2025-05-29 1:25 PM - last edited on 2025-05-29 1:39 PM by mƎALLEm
I'm working on a project which uses DMA to pull data from an external chip controlled by the FMC into a buffer in AXI SRAM, and am seeing a much lower throughput than expected. It looks like the FMC is idle for long periods of time, and I'm looking for some insight the cause of the downtime. Where are the delays being introduced? Are they inherent to the FMC peripheral, caused by its current settings, or a result of how it's being accessed? Also, which clock connects to the DMA controller on the H7 series, and could the DMA clock also be limiting performance?
Additional details:
The FMC is configured for asynchronous accesses to SRAM with an 8-bit data bus and a 12-bit address bus (full config is pasted below). The FMC is clocked at 200MHz, the core is clocked at 400MHz, and I'm not sure about the DMA controller clock since it doesn't show up in any clock diagrams I can find. I'm using development hardware
(an old Nucleo-H743ZI2) and just monitoring the FMC outputs directly with a logic analyzer.
I've attached 3 captures of the address LSB and chip enable lines. The first image shows the FMC when driven by the DMA controller doing 8-bit accesses, the second shows the FMC when driven by the DMA controller doing 32-bit accesses, and the third shows the FMC when driven by the core doing 64-bit accesses (which seems to be being split into two 32-bit transactions, I assume this is a limitation of the instructions available to the core). the 32 and 64 bit accesses show that the peripheral is capable of chaining transactions back to back, but in all three captures, there's significant downtime between accesses.
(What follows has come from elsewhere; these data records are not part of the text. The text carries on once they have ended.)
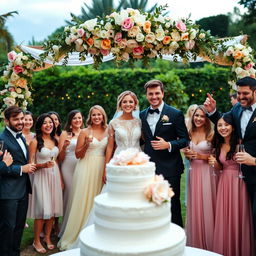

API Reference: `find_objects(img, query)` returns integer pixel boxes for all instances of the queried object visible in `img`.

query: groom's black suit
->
[140,104,189,226]
[0,128,31,256]
[209,103,256,234]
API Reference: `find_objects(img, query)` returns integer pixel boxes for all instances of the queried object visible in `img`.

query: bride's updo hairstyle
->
[86,105,108,128]
[116,91,139,111]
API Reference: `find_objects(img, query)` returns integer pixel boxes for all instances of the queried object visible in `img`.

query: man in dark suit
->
[140,80,188,227]
[204,77,256,235]
[0,106,35,256]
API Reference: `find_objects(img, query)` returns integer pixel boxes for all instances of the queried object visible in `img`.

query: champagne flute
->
[210,148,217,176]
[0,140,4,152]
[236,144,245,179]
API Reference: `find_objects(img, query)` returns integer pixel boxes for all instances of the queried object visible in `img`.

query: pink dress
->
[213,153,254,256]
[186,141,218,251]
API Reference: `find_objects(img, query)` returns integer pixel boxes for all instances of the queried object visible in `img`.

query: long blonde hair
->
[86,105,108,129]
[188,105,214,142]
[116,91,139,111]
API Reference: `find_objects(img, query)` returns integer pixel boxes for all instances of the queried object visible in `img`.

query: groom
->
[140,80,189,227]
[0,106,35,256]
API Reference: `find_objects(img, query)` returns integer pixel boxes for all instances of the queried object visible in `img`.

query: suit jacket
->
[140,104,189,178]
[0,128,31,199]
[209,103,256,184]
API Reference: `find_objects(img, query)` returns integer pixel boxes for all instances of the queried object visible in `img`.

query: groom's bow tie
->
[242,106,252,111]
[148,108,160,114]
[16,133,22,139]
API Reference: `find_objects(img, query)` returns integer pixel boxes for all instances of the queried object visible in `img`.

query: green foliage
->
[25,65,230,123]
[196,14,229,37]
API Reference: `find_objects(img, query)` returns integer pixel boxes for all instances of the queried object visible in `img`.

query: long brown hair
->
[188,105,214,142]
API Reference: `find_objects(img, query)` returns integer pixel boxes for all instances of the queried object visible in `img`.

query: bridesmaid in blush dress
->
[29,114,63,253]
[58,105,108,250]
[184,106,217,251]
[58,110,84,236]
[209,113,255,256]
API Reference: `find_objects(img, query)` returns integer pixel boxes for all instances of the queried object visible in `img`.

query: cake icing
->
[80,149,186,256]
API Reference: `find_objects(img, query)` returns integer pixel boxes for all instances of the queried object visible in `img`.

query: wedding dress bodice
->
[109,118,141,154]
[36,146,59,163]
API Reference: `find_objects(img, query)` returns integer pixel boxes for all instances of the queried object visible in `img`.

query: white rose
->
[100,30,109,38]
[152,180,170,205]
[64,26,70,32]
[171,31,180,42]
[155,26,165,41]
[136,33,145,42]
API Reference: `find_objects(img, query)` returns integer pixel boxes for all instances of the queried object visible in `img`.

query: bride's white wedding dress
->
[72,118,141,248]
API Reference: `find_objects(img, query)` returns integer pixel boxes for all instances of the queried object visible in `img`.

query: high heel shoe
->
[44,239,55,250]
[32,243,46,254]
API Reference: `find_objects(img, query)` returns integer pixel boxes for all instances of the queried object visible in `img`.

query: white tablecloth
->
[52,246,221,256]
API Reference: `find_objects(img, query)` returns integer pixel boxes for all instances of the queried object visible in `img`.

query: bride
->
[69,91,141,248]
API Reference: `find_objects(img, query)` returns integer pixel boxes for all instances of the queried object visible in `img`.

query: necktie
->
[242,106,252,111]
[148,108,160,114]
[16,133,22,139]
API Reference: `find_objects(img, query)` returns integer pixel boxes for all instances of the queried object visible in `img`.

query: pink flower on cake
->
[122,18,134,31]
[13,65,24,74]
[144,175,174,205]
[176,20,187,32]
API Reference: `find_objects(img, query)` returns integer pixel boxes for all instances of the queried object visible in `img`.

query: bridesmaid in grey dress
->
[58,110,84,236]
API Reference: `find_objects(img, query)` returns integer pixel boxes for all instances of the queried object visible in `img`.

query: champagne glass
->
[0,140,4,152]
[236,144,245,179]
[210,148,217,176]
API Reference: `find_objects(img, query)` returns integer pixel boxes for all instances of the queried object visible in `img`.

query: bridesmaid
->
[58,105,108,250]
[22,111,35,146]
[29,114,63,253]
[58,110,84,236]
[209,113,254,256]
[48,111,62,141]
[184,106,217,251]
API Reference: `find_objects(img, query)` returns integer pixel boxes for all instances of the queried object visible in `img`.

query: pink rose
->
[244,63,254,70]
[176,20,187,32]
[100,49,109,56]
[132,46,144,55]
[114,32,122,43]
[77,28,85,37]
[7,51,17,61]
[122,18,134,31]
[13,65,24,74]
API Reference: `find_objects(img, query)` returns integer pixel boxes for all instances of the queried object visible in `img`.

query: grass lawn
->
[21,173,186,249]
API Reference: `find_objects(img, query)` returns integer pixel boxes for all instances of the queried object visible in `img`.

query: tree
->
[196,14,229,37]
[238,0,256,24]
[0,11,18,64]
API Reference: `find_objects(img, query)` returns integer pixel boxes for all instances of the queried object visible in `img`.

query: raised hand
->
[204,93,216,113]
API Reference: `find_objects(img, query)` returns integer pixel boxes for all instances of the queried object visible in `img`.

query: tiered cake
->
[80,149,186,256]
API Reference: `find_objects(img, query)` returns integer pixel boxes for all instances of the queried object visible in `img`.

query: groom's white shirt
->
[147,101,164,136]
[147,101,172,152]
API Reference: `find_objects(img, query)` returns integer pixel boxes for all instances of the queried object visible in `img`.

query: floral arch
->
[0,7,256,111]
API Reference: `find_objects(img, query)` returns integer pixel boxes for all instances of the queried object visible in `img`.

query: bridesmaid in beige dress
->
[58,105,108,250]
[29,114,63,253]
[58,109,84,236]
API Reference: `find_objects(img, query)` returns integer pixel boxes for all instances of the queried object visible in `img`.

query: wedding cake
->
[80,149,186,256]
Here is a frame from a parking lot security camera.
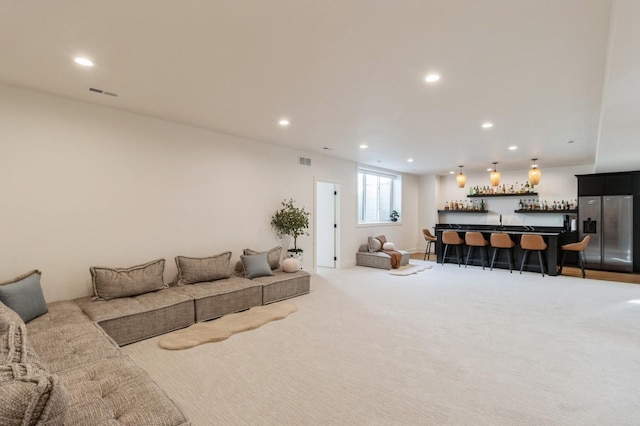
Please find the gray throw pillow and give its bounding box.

I was running into bandwidth limitations on the logic analyzer so these numbers are approximate, but long idle periods in these images are ~70-90ns, short idle periods in the 64-bit transaction are ~40ns.
FMC configuration:
hsram1.Instance = FMC_NORSRAM_DEVICE;
hsram1.Extended = FMC_NORSRAM_EXTENDED_DEVICE;
hsram1.Init.NSBank = FMC_NORSRAM_BANK1;
hsram1.Init.DataAddressMux = FMC_DATA_ADDRESS_MUX_DISABLE;
hsram1.Init.MemoryType = FMC_MEMORY_TYPE_SRAM;
hsram1.Init.MemoryDataWidth = FMC_NORSRAM_MEM_BUS_WIDTH_8;
hsram1.Init.BurstAccessMode = FMC_BURST_ACCESS_MODE_DISABLE;
hsram1.Init.WaitSignalPolarity = FMC_WAIT_SIGNAL_POLARITY_LOW;
hsram1.Init.WaitSignalActive = FMC_WAIT_TIMING_BEFORE_WS;
hsram1.Init.WriteOperation = FMC_WRITE_OPERATION_ENABLE;
hsram1.Init.WaitSignal = FMC_WAIT_SIGNAL_DISABLE;
hsram1.Init.ExtendedMode = FMC_EXTENDED_MODE_DISABLE;
hsram1.Init.AsynchronousWait = FMC_ASYNCHRONOUS_WAIT_DISABLE;
hsram1.Init.WriteBurst = FMC_WRITE_BURST_DISABLE;
hsram1.Init.ContinuousClock = FMC_CONTINUOUS_CLOCK_SYNC_ONLY;
hsram1.Init.WriteFifo = FMC_WRITE_FIFO_ENABLE;
hsram1.Init.PageSize = FMC_PAGE_SIZE_NONE;
/* Timing */
Timing.AddressSetupTime = 2;
Timing.AddressHoldTime = 1;
Timing.DataSetupTime = 2;
Timing.BusTurnAroundDuration = 0;
Timing.CLKDivision = 0;
Timing.DataLatency = 0;
Timing.AccessMode = FMC_ACCESS_MODE_A;
DMA Configuration:
hdma_memtomem_dma1_stream0.Instance = DMA1_Stream0;
hdma_memtomem_dma1_stream0.Init.Request = DMA_REQUEST_MEM2MEM;
hdma_memtomem_dma1_stream0.Init.Direction = DMA_MEMORY_TO_MEMORY;
hdma_memtomem_dma1_stream0.Init.PeriphInc = DMA_PINC_ENABLE;
hdma_memtomem_dma1_stream0.Init.MemInc = DMA_MINC_ENABLE;
hdma_memtomem_dma1_stream0.Init.PeriphDataAlignment = DMA_PDATAALIGN_WORD;
hdma_memtomem_dma1_stream0.Init.MemDataAlignment = DMA_MDATAALIGN_WORD; //Set this to DMA_MDATAALIGN_BYTE for 8-bit DMA configuration
hdma_memtomem_dma1_stream0.Init.Mode = DMA_NORMAL;
hdma_memtomem_dma1_stream0.Init.Priority = DMA_PRIORITY_MEDIUM;
hdma_memtomem_dma1_stream0.Init.FIFOMode = DMA_FIFOMODE_ENABLE;
hdma_memtomem_dma1_stream0.Init.FIFOThreshold = DMA_FIFO_THRESHOLD_FULL;
hdma_memtomem_dma1_stream0.Init.MemBurst = DMA_MBURST_SINGLE;
hdma_memtomem_dma1_stream0.Init.PeriphBurst = DMA_PBURST_SINGLE;
Transaction code (only one of the following is used at a time):
HAL_DMA_Start(&hdma_memtomem_dma1_stream0, 0x60000000, (uint32_t)(&data_buffer[0]), 256); //8 bit DMA
HAL_DMA_Start(&hdma_memtomem_dma1_stream0, 0x60000000, (uint32_t)(&data_buffer[0]), 256); //32 bit DMA
for (;;) //64 bit core-controlled
{
*((uint64_t*)&data_buffer[0]) = *(uint64_t*)0x60000000;
}